About the Project
IMLS Grant: LG-87-18-0062-18
New York University Libraries, in collaboration with the NYU Arthur L. Carter Journalism Institute, the NYU Center for Data Science, and ProPublica, will develop a prototype for a software tool to capture and preserve data journalism projects in a scholarly archive. The prototype will add to an existing open source computational reproducibility tool, ReproZip. The proposed extension will be designed to quickly and easily pack and unpack dynamic websites, enabling the first large-scale collection, preservation, and discovery of complex interactive websites. Storytelling with data has revolutionized modern reporting, and the dramatic increase in the production and popularity of data journalism projects can be seen both at news startups, as well as at legacy news organizations. These stories are an important part of the historical record, yet due to their technological complexity they cannot currently be archived or preserved at libraries, newsrooms, or cultural institutions. As such, they are disappearing. This project will alleviate some of this problem.
Outcomes of this project include an open-source prototype for an extension of ReproZip and documentation of its ability to pack and unpack interactive data journalism projects. The new extension will be composed of two essential components:
- ReproZip & Webrecorder Integration: While ReproZip traces the back end of the web server, Webrecorder will execute simultaneously in order to record the front end files that come from external locations. Those two sets of files will be consolidated into one ReproZip package.

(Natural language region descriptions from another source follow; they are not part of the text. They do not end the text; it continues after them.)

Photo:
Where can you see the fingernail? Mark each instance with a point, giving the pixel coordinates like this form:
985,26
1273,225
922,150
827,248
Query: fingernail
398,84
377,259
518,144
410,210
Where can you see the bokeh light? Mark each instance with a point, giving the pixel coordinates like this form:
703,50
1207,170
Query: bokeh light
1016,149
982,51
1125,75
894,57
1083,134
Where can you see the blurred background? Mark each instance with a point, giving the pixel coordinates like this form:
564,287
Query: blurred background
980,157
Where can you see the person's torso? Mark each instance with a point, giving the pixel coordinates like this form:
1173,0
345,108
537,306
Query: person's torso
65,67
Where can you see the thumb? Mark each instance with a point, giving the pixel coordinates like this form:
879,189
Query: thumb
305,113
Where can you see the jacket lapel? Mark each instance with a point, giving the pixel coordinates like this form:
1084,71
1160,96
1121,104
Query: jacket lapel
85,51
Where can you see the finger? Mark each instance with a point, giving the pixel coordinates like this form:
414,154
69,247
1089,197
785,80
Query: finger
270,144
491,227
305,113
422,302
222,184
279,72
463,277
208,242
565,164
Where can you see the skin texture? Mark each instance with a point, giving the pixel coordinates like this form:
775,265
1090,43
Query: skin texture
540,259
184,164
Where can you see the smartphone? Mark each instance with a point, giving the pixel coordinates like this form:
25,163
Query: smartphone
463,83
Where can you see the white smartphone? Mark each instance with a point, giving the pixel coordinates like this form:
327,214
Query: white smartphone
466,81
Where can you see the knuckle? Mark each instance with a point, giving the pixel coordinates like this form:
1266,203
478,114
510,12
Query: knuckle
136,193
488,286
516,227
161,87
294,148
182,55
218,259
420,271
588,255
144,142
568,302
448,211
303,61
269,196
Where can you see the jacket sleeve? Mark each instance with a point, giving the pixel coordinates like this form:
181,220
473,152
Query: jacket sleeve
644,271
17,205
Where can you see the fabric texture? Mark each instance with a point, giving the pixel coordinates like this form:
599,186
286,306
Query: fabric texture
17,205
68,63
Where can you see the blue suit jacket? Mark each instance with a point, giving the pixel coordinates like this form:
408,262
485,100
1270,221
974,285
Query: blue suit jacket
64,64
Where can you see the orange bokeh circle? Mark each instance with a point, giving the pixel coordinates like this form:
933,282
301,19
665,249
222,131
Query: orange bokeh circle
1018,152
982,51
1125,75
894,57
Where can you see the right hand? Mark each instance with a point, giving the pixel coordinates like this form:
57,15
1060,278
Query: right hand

- ReproZip Unpacker: When a secondary user replays the ReproZip package, a proxy integrated with Webrecorder Player will sit in front of the unpacked application, to direct requests either to the WARC contents or the application's environment (in the ReproZip file)
We plan to build this tool in conversation with several prominent news organizations producing data journalism, with the goal that newsrooms become incentivized, willing, and able to adopt a self-archiving workflow using ReproZip.